Im ersten Teil dieses Menü-Howtos haben wir uns mit der Ideenfindung und der Zusammenstellung der Menügröße beschäftigt. Es mag im ersten Moment aufwendig wirken, aber einzelne Ideen aufzugreifen hilft schon, ein Menü runder und spannender zu gestalten. Als nächstes widmen wir uns der Komposition der Gerichte und der Vorbereitung des Menüs mit konkreten Mengenangaben. Wer sich wundert, was das fünfteilige Bild da oben darstellen soll: es zeigt Ausschnitte meines fünfgängigen Menüs, dass ich im Zuge eines Chefkoch-Wettbewerbs (unter dem Pseudonym Iyanna) kreiert habe. Am Ende dieses Posts stelle ich es vor!

Die Komposition

Egal, wie viele Gänge ihr in eurem Menü einplant, wichtig ist, dass sich das Menü geschmacklich steigert. Es gilt: kalt vor warm, Fisch vor Fleisch, leicht vor schwer. Im ersten Moment mag diese Regel einengend klingen, aber in Wahrheit hilft sie uns nur dabei, unser Menü harmonisch zu komponieren. Deswegen beginnen wir mit sanften Aromen und werden im Laufe des Menüs immer kräftiger. Stellt euch vor, ihr startet mit einer Knoblauch-Chilisuppe und serviert anschließend pochierte Forelle. Wie viel würde man vom Forellenaroma noch merken, nachdem man aus allen Poren knofelt? Wahrscheinlich merkt man nach so einer Suppe von keinem Gericht mehr etwas und könnte sich ein aufwendiges Menü gleich komplett sparen. Auch ein saftig gegrilltes Rindersteak passt nicht als Vorspeise vor Garnelen-Pasta. Das Steak ist das Highlight, danach kann nichts mehr kommen, was den Genuss toppt (außer Dessert, das toppt alles ;) ). Zu diesem Höhepunkt führen wir den Gast, der ihn mit Spannung und Freude erwartet und sich danach glückselig zurücklehnen kann.

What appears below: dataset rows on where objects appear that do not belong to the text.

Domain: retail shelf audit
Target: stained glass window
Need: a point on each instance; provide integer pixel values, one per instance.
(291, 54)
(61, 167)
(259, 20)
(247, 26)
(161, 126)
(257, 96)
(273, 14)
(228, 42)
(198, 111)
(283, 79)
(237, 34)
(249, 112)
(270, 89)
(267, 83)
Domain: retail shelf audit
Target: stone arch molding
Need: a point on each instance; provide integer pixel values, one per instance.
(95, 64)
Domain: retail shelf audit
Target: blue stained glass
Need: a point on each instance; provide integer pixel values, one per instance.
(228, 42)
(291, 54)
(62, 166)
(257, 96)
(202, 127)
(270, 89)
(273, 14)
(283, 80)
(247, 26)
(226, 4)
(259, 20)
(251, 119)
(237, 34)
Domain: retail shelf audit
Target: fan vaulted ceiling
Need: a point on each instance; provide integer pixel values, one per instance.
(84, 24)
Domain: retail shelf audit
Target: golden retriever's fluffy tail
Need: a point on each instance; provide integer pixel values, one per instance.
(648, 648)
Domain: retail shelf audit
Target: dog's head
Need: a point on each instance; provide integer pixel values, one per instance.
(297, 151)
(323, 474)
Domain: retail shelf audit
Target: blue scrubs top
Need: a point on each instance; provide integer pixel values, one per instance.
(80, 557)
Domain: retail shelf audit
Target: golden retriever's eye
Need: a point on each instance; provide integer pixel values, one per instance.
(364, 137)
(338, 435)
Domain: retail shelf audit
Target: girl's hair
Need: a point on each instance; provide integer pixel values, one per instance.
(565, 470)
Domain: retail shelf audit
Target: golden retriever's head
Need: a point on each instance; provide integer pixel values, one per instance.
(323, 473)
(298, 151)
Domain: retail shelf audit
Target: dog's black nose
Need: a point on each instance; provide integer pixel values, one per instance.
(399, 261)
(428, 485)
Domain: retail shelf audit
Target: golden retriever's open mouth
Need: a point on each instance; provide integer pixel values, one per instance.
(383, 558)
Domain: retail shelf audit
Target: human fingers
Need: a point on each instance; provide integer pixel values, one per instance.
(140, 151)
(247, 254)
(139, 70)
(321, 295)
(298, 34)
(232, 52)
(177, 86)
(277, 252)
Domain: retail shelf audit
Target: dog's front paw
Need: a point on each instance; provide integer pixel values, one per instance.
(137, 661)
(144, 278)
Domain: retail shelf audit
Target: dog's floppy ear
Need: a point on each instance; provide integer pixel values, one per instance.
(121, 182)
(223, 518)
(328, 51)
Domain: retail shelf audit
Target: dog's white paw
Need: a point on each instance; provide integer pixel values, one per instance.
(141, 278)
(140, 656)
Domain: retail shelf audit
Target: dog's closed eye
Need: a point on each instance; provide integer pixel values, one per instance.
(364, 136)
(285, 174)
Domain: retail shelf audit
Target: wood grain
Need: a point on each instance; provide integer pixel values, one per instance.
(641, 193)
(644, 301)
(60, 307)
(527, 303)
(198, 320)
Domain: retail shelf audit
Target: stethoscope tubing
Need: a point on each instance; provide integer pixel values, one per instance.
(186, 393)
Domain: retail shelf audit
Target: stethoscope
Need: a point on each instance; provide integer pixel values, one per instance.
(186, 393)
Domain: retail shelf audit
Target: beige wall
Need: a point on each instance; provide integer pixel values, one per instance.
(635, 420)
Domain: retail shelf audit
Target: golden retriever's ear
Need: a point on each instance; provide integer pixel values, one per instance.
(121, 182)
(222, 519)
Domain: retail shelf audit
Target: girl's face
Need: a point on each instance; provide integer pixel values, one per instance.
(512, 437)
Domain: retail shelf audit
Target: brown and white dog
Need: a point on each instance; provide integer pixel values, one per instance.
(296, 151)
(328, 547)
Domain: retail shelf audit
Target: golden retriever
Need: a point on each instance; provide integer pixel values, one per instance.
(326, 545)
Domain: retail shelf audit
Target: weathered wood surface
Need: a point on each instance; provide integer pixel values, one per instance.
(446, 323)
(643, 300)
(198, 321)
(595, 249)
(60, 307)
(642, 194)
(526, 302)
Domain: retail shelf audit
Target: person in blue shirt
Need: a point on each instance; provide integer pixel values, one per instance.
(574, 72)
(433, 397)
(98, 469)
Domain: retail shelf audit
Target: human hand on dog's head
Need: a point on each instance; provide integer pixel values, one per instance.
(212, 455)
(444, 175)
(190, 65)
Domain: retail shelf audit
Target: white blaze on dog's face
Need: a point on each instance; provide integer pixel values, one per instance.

Ein weiterer guter Tipp ist, keine Zutat doppelt vorkommen zu lassen. Dadurch bringt man automatisch mehr Variation in das Menü. Ich meine damit vor allem die dominierenden Zutaten, die maßgeblich für den Geschmack des Gerichts verantwortlich sind – und nicht Basics wie Zwiebeln oder Knoblauch (außer ihr macht aus ihnen Hauptkomponenten – aber dann bietet sich an, gleich ein komplettes Zwiebelmenü zu gestalten). Wenn ich zum Beispiel Tomaten in der Vorspeise habe, verwende ich sie nicht nochmal im Hauptgang. Zu drei verschiedenen Vorspeisen immer Brot zu reichen ist auch eher langweilig. Dieser Tipp ist natürlich irrelevant, wenn ihr euch eine bestimmte Zutat als Menü-Thema ausgesucht habt. Dass die dann ständig vorkommt, ist logisch.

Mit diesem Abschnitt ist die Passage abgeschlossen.